Legislators in the Union are now in a significant predicament. If they encourage Palestinian refugees to bring their own families back home with aid packages, or if they permit volunteer resettlement on an individual basis?

For migrants in Turkey and Lebanon, where they face conflicts and limited options, the decision to return may be more clear. Yet, for those in EU countries, the condition is more difficult.

Immigrants in the EU have access to social services and processes to membership. Some have visited Europe for almost ten years and have benefited from welcoming people and welcoming policies. The decision between staying in the EU and returning to Syria is challenging and deeply personal for these migrants.

The EU’s determination to end asylum applications appears to indicate that Western governments are getting ready for a lot of mass repatriation. In a post-conflict earth, their recovery and the profit of its residents might be seen as priorities from their viewpoint.

The end of Assad’s government is truly good news, and temporary safety procedures for Syrians in Europe may now be viewed as successful.

Yet, the safety of returning migrants remains a major concern. Units, while now in power, has past links to groupings like Al-Qaeda and ISIS. It’s unclear whether HTS will support minority-friendly government or build a one based on political principles.

For organizations such as the Yazidis, Christians, Shias and Kurdish Syrians, the position remains precarious. While Assad’s demise offers hope for a more egalitarian and political coming, this perspective may be balanced against fresh conflicts and power challenges.

Subsequent clashes between Kurdish and Turkish-backed forces have heightened worries of more unrest and violence, particularly in areas that have already been devastated by war.

In a quickly evolving political environment with much guarantee of safety or justice, these minority areas, which have long been marginalized and caught in the crossfire of opposing factions, are now at risk of dislocation and harassment. Hopes and aspirations for a freed Syria are tempered by the terrible reality of a scattered and dangerous state.

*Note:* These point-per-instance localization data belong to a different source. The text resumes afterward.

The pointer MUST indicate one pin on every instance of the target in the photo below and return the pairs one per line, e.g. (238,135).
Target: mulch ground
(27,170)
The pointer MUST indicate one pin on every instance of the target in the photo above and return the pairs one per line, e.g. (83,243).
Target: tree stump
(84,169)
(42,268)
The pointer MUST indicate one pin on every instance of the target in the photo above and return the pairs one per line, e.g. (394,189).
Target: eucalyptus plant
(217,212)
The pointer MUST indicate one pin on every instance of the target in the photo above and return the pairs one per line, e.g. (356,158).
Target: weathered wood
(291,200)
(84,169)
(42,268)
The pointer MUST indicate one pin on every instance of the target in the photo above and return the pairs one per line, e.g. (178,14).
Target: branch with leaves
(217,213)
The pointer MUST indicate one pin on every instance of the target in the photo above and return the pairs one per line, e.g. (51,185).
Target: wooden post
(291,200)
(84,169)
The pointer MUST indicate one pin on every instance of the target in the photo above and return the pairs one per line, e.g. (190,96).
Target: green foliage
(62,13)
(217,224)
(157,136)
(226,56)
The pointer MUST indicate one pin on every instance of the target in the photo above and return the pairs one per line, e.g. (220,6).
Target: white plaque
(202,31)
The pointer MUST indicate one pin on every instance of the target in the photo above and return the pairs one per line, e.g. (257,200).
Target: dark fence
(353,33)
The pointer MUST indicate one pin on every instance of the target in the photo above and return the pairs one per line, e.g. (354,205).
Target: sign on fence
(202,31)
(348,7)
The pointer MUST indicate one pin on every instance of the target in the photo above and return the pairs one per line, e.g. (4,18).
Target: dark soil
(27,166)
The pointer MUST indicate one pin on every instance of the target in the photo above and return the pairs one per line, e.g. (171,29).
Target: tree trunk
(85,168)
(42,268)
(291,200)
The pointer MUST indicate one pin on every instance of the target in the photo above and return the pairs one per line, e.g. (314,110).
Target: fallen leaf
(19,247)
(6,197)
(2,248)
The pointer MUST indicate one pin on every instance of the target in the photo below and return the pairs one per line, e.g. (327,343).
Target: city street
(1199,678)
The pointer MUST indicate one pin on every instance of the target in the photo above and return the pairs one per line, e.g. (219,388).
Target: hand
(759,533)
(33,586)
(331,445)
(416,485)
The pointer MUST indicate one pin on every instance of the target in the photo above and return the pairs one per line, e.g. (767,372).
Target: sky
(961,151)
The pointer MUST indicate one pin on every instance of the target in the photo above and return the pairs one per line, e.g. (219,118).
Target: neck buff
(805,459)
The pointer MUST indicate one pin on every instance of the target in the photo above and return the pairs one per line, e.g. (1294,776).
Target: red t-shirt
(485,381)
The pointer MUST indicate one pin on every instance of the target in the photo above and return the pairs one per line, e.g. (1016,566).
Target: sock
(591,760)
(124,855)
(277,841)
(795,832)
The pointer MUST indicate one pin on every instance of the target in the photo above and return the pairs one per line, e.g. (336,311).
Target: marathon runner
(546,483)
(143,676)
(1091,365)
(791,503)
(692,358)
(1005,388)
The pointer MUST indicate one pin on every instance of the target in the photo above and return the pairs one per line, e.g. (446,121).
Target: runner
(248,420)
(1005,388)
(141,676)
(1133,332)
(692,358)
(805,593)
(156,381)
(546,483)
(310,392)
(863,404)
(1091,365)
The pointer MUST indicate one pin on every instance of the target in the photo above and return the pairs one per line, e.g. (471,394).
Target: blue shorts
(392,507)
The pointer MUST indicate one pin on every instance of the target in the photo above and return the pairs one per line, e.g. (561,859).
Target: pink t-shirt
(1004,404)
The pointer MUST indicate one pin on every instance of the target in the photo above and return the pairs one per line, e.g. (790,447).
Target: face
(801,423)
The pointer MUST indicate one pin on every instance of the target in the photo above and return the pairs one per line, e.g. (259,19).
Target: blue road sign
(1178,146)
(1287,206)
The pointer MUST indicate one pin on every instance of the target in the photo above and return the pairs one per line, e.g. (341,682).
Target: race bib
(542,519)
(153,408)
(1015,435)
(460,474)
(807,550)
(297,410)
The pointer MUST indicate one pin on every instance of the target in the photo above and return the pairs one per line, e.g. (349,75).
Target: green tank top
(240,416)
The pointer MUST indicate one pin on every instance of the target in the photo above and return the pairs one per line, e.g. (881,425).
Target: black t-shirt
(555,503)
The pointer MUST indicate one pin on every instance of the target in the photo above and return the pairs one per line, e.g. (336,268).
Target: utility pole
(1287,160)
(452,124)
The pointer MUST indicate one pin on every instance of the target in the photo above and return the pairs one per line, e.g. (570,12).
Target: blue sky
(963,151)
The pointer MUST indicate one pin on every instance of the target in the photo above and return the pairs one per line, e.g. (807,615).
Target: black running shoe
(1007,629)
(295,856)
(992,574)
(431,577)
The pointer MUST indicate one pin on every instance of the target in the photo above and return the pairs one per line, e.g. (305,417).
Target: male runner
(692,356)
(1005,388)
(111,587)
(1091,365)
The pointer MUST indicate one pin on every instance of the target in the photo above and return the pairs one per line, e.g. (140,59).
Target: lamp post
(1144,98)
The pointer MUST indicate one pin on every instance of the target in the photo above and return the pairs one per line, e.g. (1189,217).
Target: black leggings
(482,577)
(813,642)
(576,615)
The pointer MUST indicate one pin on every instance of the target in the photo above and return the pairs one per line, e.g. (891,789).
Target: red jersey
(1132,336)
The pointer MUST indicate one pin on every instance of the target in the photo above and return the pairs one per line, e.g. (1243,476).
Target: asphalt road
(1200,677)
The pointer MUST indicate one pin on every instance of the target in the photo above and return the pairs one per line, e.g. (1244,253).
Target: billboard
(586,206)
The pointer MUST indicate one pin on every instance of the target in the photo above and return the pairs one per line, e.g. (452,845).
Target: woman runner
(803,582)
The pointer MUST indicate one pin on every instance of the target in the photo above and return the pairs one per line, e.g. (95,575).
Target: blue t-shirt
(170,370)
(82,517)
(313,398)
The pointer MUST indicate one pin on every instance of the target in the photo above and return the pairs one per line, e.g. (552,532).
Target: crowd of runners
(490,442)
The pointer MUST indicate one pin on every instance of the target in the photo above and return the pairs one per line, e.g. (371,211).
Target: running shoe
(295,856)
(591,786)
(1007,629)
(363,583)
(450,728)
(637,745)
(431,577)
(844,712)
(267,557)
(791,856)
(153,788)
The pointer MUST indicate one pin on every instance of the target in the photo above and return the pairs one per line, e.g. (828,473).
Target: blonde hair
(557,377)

In response to various conflicts, such as the Afghan problems, where many refugees were forced to return, the EU has recently halted refugee applications. But as we know, Afghanistan remains illegal, specifically for minority and ladies, who continue to face serious restrictions on education and employment. This law raises questions about whether Syria is really prepared to welcome its citizens back safely.

Another complication is that the European Union is now deeply burdened with the task of assisting thousands of Ukrainian refugees who are fleeing Russia’s continuing anger. This has put a lot of strain on Western institutions, straining resources, and putting the limits of public and political compassion for large-scale movement to the test.

The possible relocation of Syrian refugees could lessen this strain by lowering the social and economic strains posed by hosting displaced communities.

The main problem is to decide whether Syria, especially the sections governed by Units, will uphold the rights, surveillance and livelihoods of returning Syrians, particularly those from minority communities.

Considerable doubts exist about the organization’s ability to promote a truly diverse and democratic society due to its historical ties to fundamentalist ideologies and its current hold on parts of northwest Syria.

Discussions between EU foreign secretaries and the Jolani group in charge of HTS are continuing, indicating an effort to find common ground or build frameworks for assistance.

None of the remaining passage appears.